The results from FibRace substantiate several important points for ZKP research and mobile application development:

• Client-Side ZK Feasibility: Modern smartphones, once equipped with adequate memory and SoC performance, are capable of directly producing ZK proofs—inverse computation workloads previously reserved for remote servers can now be shifted to clients.
• Infrastructure Simplification: Eliminating remote provers reduces system complexity, mitigates privacy risk, and enhances user trust.
• Baseline for Optimization: The rich dataset (millions of real proofs, device statistics) provides a practical baseline against which future Cairo M and general ZKP performance enhancements can be measured.
• Application Opportunities: The proven model supports new classes of privacy-preserving mobile workflows—identities, attestations, in-app game mechanics, etc.—all verified locally and cryptographically secured for decentralized use.

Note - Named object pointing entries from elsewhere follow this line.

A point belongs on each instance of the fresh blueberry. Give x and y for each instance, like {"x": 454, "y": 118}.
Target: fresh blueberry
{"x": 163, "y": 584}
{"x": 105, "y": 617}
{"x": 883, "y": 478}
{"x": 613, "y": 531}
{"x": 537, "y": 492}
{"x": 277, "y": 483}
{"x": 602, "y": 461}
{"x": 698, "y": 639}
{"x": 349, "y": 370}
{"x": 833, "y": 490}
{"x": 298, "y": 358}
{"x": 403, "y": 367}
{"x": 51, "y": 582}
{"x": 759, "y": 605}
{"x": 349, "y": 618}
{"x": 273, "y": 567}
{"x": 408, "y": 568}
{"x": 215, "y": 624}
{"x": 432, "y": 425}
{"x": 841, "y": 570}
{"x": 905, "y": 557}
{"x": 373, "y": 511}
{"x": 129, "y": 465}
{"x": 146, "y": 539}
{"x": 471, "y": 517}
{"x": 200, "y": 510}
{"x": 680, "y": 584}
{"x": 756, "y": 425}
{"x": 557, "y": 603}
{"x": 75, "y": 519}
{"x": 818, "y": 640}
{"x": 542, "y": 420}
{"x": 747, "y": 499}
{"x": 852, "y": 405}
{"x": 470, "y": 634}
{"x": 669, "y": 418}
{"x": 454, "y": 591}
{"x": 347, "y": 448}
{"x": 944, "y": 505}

A plausible implication is that continued advances in lightweight proving schemes and mobile hardware may bring multi-purpose, proof-powered infrastructure to the mainstream, including offline and interactive privacy applications.

6. Future Directions

FibRace suggests several concrete avenues for future research:

• Circuit Complexity: Extending benchmarks beyond Fibonacci—incorporating cryptographic primitives (e.g., SHA2) and real-world transaction logic to stress-test ZK-VMs on mobile.
• Power and Thermal Metrics: Quantifying the energy footprint and heat generation during sustained proving sessions, enabling optimization for battery-constrained environments.
• Software Robustness: Investigating rare crash scenarios (sometimes observed even at high RAM) to further minimize client-side instability—thread management and resource allocation improvements are required.
• Gamified Benchmarks for Other Protocols: Generalizing the FibRace methodology to evaluate alternative ZKP systems, accelerating the practical feedback cycle between cryptographic engineering and end-user experience.

7. Conclusion

FibRace demonstrates that client-side zero-knowledge proof generation with Cairo M is technically feasible, secure, and performant at scale on modern smartphones. RAM and SoC characteristics dominate execution profiles, but onchain integration (via Hyli’s blockchain) resolves all proofs at high volume. The resulting dataset sets an empirical baseline for future ZKP developments and initiates a new phase in mobile privacy infrastructure, where rigorous cryptographic operations can be performed universally at the client layer. These findings catalyze research into lightweight provers, decentralized identity, and privacy-preserving protocols for pervasive mobile environments (Malatrait et al., 16 Oct 2025).